LifeSiteNews spoke to Thomistic theologian and liturgy scholar Dr. Peter Kwasniewski, who highlighted the “problem” with Pope Francis’ decision. Kwasniewski noted first that “there is no reason a woman could not have an opinion worth listening to when it comes to candidates for bishops,” and that “the opinion of a wise and spiritual woman, like a St. Catherine of Siena, would count for much more than a given man’s, no matter how high-ranking.”

“After all, let’s not forget that in the Middle Ages, there were abbesses who ruled over huge domains and sometimes over male monasteries too,” he said.

However, “the problem” with Francis’ decision is that it “is not really about giving women what they deserve to have, since no one has a ‘right’ to sit on any Vatican committee,” said Kwasniewski. 

It is rather a purely political move, motivated by feminism, and likely to exacerbate the trouble by simply adding more of the Pope’s favorite sorts of liberals to the process. I see this as one more example of the Pope trying to play ‘catch up’ with the modern democratic world (or trying to impress the world with his “fairness” and “open-mindedness”), as if the values and assumptions of modernity are obviously true and applicable to the conduct of ecclesiastical affairs.

Referencing the current “selection of bishops” as “a huge problem in the Church, because our episcopacy in general (with a few shining exceptions) seems to be composed of a lot of spineless conformists to the zeitgeist, if not adamant proponents of it, not to mention the scourge of the lavender mafia,” Kwasniewski called for change.

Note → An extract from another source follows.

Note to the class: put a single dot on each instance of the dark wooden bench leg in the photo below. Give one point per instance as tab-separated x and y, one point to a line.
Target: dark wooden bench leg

“Adding women is not the solution,” he noted, “rather, having ordained men of orthodox faith selecting the bishops is what is needed.”

Lay head of Dicasteries incoming 

Francis also told Reuters that, under the terms of his new constitution, he had identified two departments which could be led by members of the laity in the near future. One was the Apostolic Library, currently led by Cardinal José Tolentino de Mendonça. 

The other was the Dicastery for Catholic Education and Culture, which was born out of Praedicate Evangelium by merging the Congregation for Catholic Education and the Pontifical Council for Culture. 

A new head of this Dicastery could be announced imminently with its Head of Office Monsignor Philippe Curbelié moved today to be Undersecretary of the Congregation (now Dicastery) for the Doctrine of the Faith. Both the Cardinal Prefects of the former Congregation for Catholic Education and the Pontifical Council for Culture are approaching retirement age.

The Pope’s comments indicate another move on his part to open up roles to women which were formerly reserved only to ordained men. Already through his January 2021 motu proprio “Spiritus Domini,” Canon Law was changed to allow the liturgical institution of female lectors and acolytes, both of which are minor orders. 

This was followed by the May 2021 apostolic letter “Antiquum ministerium,” which further drew on texts from Vatican II to establish the lay ministry of catechist for both men and women. In January 2022, Pope Francis appointed women to the liturgical ministries of catechist and lector for the first time.

Dr. Kwasniewski has been an outspoken critic of this motu proprio and the ensuing alteration of Canon Law; his case against female liturgical ministries of any kind has been thoroughly laid out in the book Ministers of Christ: Recovering the Roles of Clergy and Laity in an Age of Confusion (Sophia, 2021).